Meatloaf with Crunchy Top recipe, brought to you by MiNDFOOD.

Meatloaf with Crunchy Top

Serves 4

1 tbsp olive oil

1 large brown onion, finely chopped

200g rindless bacon, finely diced

1 carrot, peeled, finely diced

500g premium beef mince

500g chicken or turkey mince

4 slices white bread, finely diced

1 egg

3 tsp dried mixed herbs

40g butter, melted

750g small potatoes

sea salt

3 cobs of corn, cut into 4 pieces each

 

1 Preheat oven to 200C. Lightly grease a 20cm x 9.5cm x 7cm-deep (6-cup capacity) loaf pan. Heat oil in a large frying pan over medium heat. Add onion, bacon and carrot and cook, stirring occasionally, for 
5 minutes or until softened. Cool.

2 Combine beef mince, chicken mince, half the diced bread, egg, mixed herbs and cooled bacon mixture in a large bowl. Season with salt and pepper. Spoon into prepared loaf pan.

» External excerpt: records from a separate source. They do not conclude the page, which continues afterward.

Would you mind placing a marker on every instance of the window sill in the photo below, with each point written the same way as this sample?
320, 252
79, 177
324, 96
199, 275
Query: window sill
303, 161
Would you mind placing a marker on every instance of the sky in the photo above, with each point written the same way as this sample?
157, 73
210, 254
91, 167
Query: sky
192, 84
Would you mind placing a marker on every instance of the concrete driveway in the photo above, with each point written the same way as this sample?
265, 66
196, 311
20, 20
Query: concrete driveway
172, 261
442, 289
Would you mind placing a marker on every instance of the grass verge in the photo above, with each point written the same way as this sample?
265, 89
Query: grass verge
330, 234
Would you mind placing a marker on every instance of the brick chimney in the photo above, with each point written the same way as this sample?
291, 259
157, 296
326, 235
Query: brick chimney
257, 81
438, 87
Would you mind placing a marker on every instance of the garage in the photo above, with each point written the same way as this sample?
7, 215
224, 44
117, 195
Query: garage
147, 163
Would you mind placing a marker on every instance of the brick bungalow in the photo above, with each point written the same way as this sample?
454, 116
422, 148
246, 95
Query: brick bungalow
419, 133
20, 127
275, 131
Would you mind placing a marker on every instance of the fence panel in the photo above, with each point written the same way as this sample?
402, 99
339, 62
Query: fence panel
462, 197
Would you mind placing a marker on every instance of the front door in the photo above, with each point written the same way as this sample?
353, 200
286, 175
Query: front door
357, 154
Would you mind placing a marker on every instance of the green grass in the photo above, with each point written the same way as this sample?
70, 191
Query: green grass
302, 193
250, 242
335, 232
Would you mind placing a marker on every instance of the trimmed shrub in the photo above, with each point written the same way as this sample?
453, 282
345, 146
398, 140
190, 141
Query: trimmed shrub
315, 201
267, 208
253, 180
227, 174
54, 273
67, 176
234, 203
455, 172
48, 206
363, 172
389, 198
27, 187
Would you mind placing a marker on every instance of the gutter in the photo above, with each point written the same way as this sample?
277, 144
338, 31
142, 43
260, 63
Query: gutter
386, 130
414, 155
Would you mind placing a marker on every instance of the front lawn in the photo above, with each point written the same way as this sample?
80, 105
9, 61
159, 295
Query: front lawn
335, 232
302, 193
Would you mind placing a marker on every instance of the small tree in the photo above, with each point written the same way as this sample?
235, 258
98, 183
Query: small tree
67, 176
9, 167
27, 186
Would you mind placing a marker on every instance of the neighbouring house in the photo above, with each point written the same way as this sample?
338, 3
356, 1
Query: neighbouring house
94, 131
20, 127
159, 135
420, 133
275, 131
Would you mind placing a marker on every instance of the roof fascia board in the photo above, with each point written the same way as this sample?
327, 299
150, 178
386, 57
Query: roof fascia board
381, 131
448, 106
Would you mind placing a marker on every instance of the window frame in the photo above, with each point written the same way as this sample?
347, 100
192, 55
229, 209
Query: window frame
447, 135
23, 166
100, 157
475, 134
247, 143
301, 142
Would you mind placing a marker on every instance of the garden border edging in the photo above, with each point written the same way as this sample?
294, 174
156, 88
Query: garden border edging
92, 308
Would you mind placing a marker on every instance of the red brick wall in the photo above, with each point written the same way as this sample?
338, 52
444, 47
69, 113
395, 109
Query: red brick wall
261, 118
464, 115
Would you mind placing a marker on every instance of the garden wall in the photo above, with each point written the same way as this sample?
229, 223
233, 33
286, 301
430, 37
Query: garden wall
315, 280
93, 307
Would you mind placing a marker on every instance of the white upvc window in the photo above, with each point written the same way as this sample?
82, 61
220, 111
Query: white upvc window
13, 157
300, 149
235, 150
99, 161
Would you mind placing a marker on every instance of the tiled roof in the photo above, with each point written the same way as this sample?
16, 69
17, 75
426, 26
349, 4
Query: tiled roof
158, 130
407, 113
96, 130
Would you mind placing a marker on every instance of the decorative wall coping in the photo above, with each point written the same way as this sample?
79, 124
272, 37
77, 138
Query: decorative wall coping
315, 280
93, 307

3 Place remaining diced bread in a bowl and add melted butter. Stir until combined. Spoon bread mixture on top of meatloaf, pressing lightly onto surface. Bake for 1 hour or until meat 
is firm and cooked through.

Meanwhile, line a baking tray with baking paper. Place potatoes on tray and spray with olive oil. Sprinkle with sea salt flakes. Bake for 45 minutes or until golden.

4 Place a saucepan of water over a high heat. Bring to the boil. Add corn and return to the boil. Reduce heat to low and simmer for 10 minutes or until tender. Drain.

Remove meatloaf from oven and 
stand for 5 minutes before removing from loaf pan. Slice and serve with roasted potatoes and corn.